# Wii disc drive not working.



## KlopiTackle (Jul 25, 2011)

My Wii won't read discs it says

An error has occurred.
Press the EJECT Button, remove the
Game Disc, and turn the power off.
Please read the Wii Operations Manual
for more information.


----------



## SodaDog (Jul 26, 2011)

maybe the disc is on the wrong way round. That sometimes happens to me.


----------



## KlopiTackle (Jul 26, 2011)

It is the right way.
Tried cooling it down by turning it off at the wall.
The wii clicks.
Now it just can't read it.
Is it the Laser?


----------



## MasterC (Jul 26, 2011)

I get the error also,but my Wii is still fine.Although it's pretty old.From time to time,my Wii randomly ejects game discs.A few times after I get the "Please insert the Game Disc" screen,then I get an "Error has occurred" screen.What I do is press the power button,if my Wii doesn't turn off,I unplug it to force turning it off.I wait a while after unplugging then I plug the outlet back in.Then,my Wii is Fine.


----------



## KlopiTackle (Jul 26, 2011)

My wii is 3 years old.


----------



## MasterC (Jul 26, 2011)

KlopiTackle said:


> My wii is 3 years old.


 
So is mine.


----------



## KlopiTackle (Jul 26, 2011)

It seems that a wii's life span is "3 Years."


----------



## MasterC (Jul 26, 2011)

Mine's still fine but have you tried different game discs to see if it's because of a scratchy or dusty disc? For me,mine completely can't read my SSBB but when I play NPC Pikmin 1,the disc hardly ever ejects randomly(unless if I press the eject button).


----------



## KlopiTackle (Jul 26, 2011)

None work.
Btw Super Smash Bros. Brawl is a "Double-Layered disc" you have to clean your disc drive.


----------



## Yokie (Jul 26, 2011)

Same thing happened to me. Had to buy a new one, because they couldn't fix it.

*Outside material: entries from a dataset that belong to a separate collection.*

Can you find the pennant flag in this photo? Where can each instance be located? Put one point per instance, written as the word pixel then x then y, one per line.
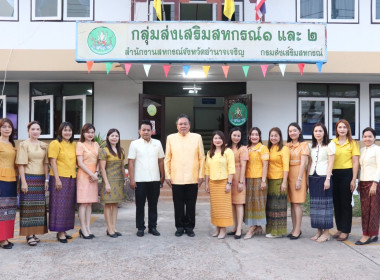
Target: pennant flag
pixel 206 69
pixel 264 69
pixel 245 69
pixel 108 67
pixel 282 68
pixel 260 9
pixel 166 69
pixel 146 69
pixel 301 66
pixel 225 68
pixel 186 69
pixel 89 66
pixel 229 8
pixel 319 65
pixel 157 7
pixel 127 67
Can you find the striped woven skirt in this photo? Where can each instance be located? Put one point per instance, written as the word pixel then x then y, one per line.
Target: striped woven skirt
pixel 276 209
pixel 370 209
pixel 33 218
pixel 256 200
pixel 62 204
pixel 220 202
pixel 321 203
pixel 8 205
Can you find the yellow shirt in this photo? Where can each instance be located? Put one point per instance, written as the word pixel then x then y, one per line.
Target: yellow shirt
pixel 257 155
pixel 219 167
pixel 64 152
pixel 344 154
pixel 278 162
pixel 7 162
pixel 34 157
pixel 184 158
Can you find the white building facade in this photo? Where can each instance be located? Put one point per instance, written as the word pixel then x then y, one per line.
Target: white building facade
pixel 42 78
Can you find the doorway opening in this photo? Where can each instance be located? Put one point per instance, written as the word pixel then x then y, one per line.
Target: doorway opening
pixel 207 105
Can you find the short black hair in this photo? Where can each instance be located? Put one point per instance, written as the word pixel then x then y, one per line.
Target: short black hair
pixel 370 129
pixel 61 128
pixel 183 116
pixel 146 122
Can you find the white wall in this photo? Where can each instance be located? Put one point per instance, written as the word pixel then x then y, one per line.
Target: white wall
pixel 116 105
pixel 273 104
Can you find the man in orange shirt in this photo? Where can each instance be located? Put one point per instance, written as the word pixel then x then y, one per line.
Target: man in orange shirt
pixel 184 162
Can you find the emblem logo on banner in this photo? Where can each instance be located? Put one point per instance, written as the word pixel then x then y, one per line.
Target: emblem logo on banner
pixel 238 114
pixel 101 40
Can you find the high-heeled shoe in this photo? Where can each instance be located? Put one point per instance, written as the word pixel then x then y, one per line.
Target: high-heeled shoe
pixel 111 235
pixel 61 240
pixel 81 235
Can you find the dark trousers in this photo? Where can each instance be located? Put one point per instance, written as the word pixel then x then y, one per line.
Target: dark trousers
pixel 342 197
pixel 185 199
pixel 147 191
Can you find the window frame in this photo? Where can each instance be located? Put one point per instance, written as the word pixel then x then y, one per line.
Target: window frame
pixel 66 18
pixel 45 97
pixel 84 111
pixel 354 20
pixel 4 98
pixel 16 13
pixel 300 99
pixel 298 13
pixel 373 12
pixel 355 134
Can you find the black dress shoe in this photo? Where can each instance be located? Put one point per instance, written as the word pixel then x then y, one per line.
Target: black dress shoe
pixel 61 240
pixel 295 237
pixel 373 239
pixel 179 232
pixel 111 235
pixel 154 231
pixel 190 233
pixel 363 243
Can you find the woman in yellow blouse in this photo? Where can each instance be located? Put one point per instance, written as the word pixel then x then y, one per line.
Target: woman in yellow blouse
pixel 256 174
pixel 8 186
pixel 219 171
pixel 62 182
pixel 345 170
pixel 368 187
pixel 33 167
pixel 111 162
pixel 238 189
pixel 277 185
pixel 299 152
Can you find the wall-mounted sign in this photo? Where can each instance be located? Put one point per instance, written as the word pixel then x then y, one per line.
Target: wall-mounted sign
pixel 238 114
pixel 152 110
pixel 201 42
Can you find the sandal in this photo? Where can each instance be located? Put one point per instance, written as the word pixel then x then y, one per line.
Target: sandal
pixel 31 241
pixel 323 238
pixel 316 236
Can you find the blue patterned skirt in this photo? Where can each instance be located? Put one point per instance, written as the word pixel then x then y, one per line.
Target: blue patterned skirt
pixel 33 218
pixel 62 204
pixel 321 203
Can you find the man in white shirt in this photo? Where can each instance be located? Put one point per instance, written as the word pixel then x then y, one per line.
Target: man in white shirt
pixel 146 172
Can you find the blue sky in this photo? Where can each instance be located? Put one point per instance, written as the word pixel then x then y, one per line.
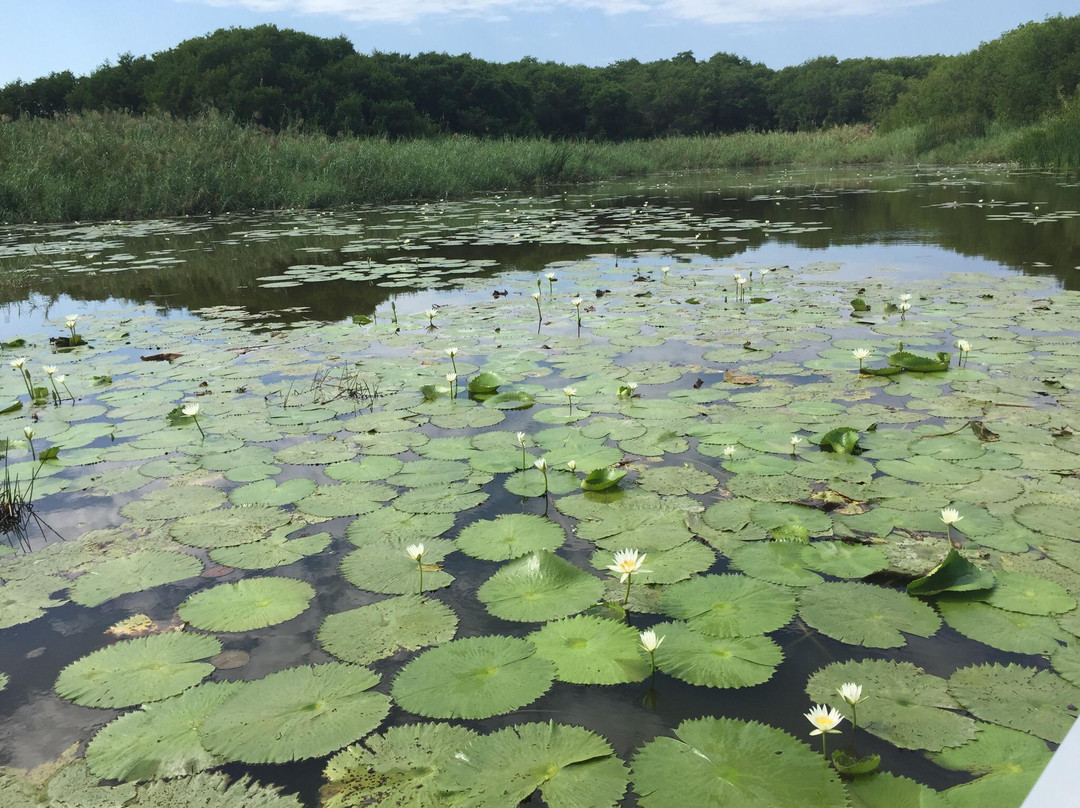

Well hopefully you don't have to do that. I suggest you bring it to a repair or something.


----------



## KlopiTackle (Jul 26, 2011)

...
But i'm saving up for a 3DS.


----------



## twinkinator (Jul 26, 2011)

Same exact thing happened to me a few months ago. We've had the Wii since it was out. Nothing I tried worked, so we sent it off to Nintendo in California. It came back fixed a couple of weeks later. But it did cost $70 or something like that...


----------



## Tyeforce (Jul 26, 2011)

Happened to me shortly after Brawl came out. I think your only option is to send it in to Nintendo for repair. But your Wii is out of warranty, so it's not going to be free. I'd call Nintendo first, maybe there's something else you could do.


----------



## NikoKing (Jul 26, 2011)

same thing happened to me. I called Nintendo and they gave us another wii.  Nintendo's customer support actually isn't that bad tbh.


----------



## twinkinator (Jul 26, 2011)

NikoKing said:


> Nintendo's customer support actually isn't that bad tbh.


 
I know, I was shocked.


----------



## bloop2424 (Jul 26, 2011)

I had that problem, it is caused by something being in the discdrive, you need a psecial screw to fix it
but if you have homebrew, delete it before u send it to nintendo, otherwise they won't fix it


----------



## JabuJabule (Jul 26, 2011)

Same EXACT problem happened to me. Except, only GC games worked. I sent it in, and they fixed it. I don't think there's any other way.


----------



## Chocolatemilk2000 (Jul 26, 2011)

Yokie said:


> Same thing happened to me. Had to buy a new one, because they couldn't fix it.
> 
> Well hopefully you don't have to do that. I suggest you bring it to a repair or something.


Hopefully you won't have to buy another one. But is the disc clean?


----------



## Yokie (Jul 26, 2011)

Chocolatemilk2000 said:


> Hopefully you won't have to buy another one.


 What was the point of that?


----------